Dafür haben wir das Verhältnis der Formfaktoren optimiert, um ein kompakteres Gebäude zu schaffen, dessen Nord- und Südfassaden parallel zur Michael-Ende-Straße ausgerichtet sind. Die vom Bebauungsplan vorgeschlagene starke Gebäudeform haben wir beibehalten und mit einem akzentuierten Volumen, das zur U-Bahn-Station Messestadt Ost hin ausgerichtet ist, ergänzt. Somit schaffen wir ein mittelgroßes Gebäude mit einer optimierten Grundfläche und denselben erforderlichen Quadratmetern.
Wir haben das Volumen optimiert, indem wir die Gebäudehülle vereinfacht und die Auskragung entfernt haben, was ein komplexes Detail darstellt und die thermische Leistung der Gebäudehülle beeinträchtigt.
Die Fassade ist ein einfaches Raster aus maximaler Wiederholung von Fenstern mit strategisch platzierten Akzenten. Sie ist verputzt und nutzt einfache Details.
Ein rationeller Grundriss mit ausgerichteten Nasszonen ermöglicht in Kombination mit der einfachen Tragstruktur eine flexible Aufteilung und Organisation der Wohnungseingänge sowie eine wirtschaftlichere Wartung. Ein experimentelles Wohnmodell mit getrennten Eingängen für Arbeiten und Wohnen kann als Möglichkeit für andere Wohnungen dienen und die Mikroökonomie fördern.

Umwelt
Unser Ziel ist es, ein vorbildliches, leistungsfähiges Gebäude zu schaffen, das auch als Bindeglied und Vermittler in der komplexen städtischen Umgebung dient.
Das Gebäude verbindet die soziale und kulturelle Infrastruktur mit den Grünflächen in Form eines vertikalen Gartens, der die Natur durch das Gebäude auf die Balkone und den Dachgarten bringt und eine grüne Verbindung zwischen Tieren und Menschen schafft.
Die öffentliche Parklandschaft im Süden ist im Gegensatz zu der harten Oberfläche des Platzes im Norden mit durchlässigen Oberflächen gestaltet. Der Garten dient als Wasserfilter und bildet einen Trockenfluss, der das Ökosystem stärkt.
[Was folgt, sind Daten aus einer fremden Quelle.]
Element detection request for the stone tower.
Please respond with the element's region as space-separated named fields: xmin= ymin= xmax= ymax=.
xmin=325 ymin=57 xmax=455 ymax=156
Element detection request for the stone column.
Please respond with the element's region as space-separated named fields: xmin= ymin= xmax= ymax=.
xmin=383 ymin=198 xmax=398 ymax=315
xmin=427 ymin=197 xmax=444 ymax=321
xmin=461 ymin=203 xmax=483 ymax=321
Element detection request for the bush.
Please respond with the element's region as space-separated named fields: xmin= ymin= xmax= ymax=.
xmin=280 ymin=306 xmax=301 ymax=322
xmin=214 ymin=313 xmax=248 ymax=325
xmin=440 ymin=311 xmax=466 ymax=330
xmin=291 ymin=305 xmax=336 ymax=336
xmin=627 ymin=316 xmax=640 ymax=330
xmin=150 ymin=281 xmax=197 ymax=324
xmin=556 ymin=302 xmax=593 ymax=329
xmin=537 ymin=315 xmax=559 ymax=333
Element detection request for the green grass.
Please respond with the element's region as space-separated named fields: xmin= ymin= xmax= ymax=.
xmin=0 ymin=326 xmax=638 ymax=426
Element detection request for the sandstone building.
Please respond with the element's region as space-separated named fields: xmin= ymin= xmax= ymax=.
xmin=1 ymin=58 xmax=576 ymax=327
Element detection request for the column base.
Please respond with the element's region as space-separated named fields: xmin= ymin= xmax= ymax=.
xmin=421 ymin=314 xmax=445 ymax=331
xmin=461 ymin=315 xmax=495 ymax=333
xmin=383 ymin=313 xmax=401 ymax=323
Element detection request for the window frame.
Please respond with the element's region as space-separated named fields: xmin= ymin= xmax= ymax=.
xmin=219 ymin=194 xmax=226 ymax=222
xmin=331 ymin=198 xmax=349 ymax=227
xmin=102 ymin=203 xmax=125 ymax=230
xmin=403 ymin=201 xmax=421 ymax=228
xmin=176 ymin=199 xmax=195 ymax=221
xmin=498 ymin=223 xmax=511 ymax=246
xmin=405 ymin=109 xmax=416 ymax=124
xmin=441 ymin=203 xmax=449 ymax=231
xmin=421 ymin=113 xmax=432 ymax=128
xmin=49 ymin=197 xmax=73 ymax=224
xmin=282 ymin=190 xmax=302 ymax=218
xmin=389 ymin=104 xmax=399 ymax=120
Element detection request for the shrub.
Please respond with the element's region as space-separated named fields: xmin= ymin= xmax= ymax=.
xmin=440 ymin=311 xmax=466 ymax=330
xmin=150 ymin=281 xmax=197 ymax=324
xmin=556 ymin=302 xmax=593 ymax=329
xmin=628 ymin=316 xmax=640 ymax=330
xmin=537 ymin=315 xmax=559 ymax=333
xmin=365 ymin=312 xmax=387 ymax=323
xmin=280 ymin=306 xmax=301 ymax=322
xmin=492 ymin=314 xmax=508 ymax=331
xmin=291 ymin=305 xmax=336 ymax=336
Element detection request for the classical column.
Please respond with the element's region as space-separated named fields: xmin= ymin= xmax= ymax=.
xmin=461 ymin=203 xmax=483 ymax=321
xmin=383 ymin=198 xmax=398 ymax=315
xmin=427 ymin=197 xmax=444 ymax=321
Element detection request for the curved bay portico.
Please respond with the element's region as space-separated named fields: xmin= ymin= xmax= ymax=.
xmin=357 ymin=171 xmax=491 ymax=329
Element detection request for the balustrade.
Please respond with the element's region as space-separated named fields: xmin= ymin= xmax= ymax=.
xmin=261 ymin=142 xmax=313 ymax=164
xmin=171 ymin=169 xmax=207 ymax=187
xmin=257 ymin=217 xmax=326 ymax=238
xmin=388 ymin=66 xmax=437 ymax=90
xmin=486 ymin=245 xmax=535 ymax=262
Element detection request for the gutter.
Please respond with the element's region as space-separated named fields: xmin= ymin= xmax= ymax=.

Zur Optimierung der thermischen Leistung des Gebäudes werden tiefe Fenster und Balkone als Sonnenschutz für die nach Süden ausgerichtete Fassade eingesetzt. Im Winter wird passiv geheizt. Das Sonnenlicht wird in den Kinderzimmern durch Loggien in der Ost- und Westfassade maximiert. Die erforderliche Anzahl von Sonnenkollektoren ist auf dem begrünten Dach des achten Stockwerks untergebracht.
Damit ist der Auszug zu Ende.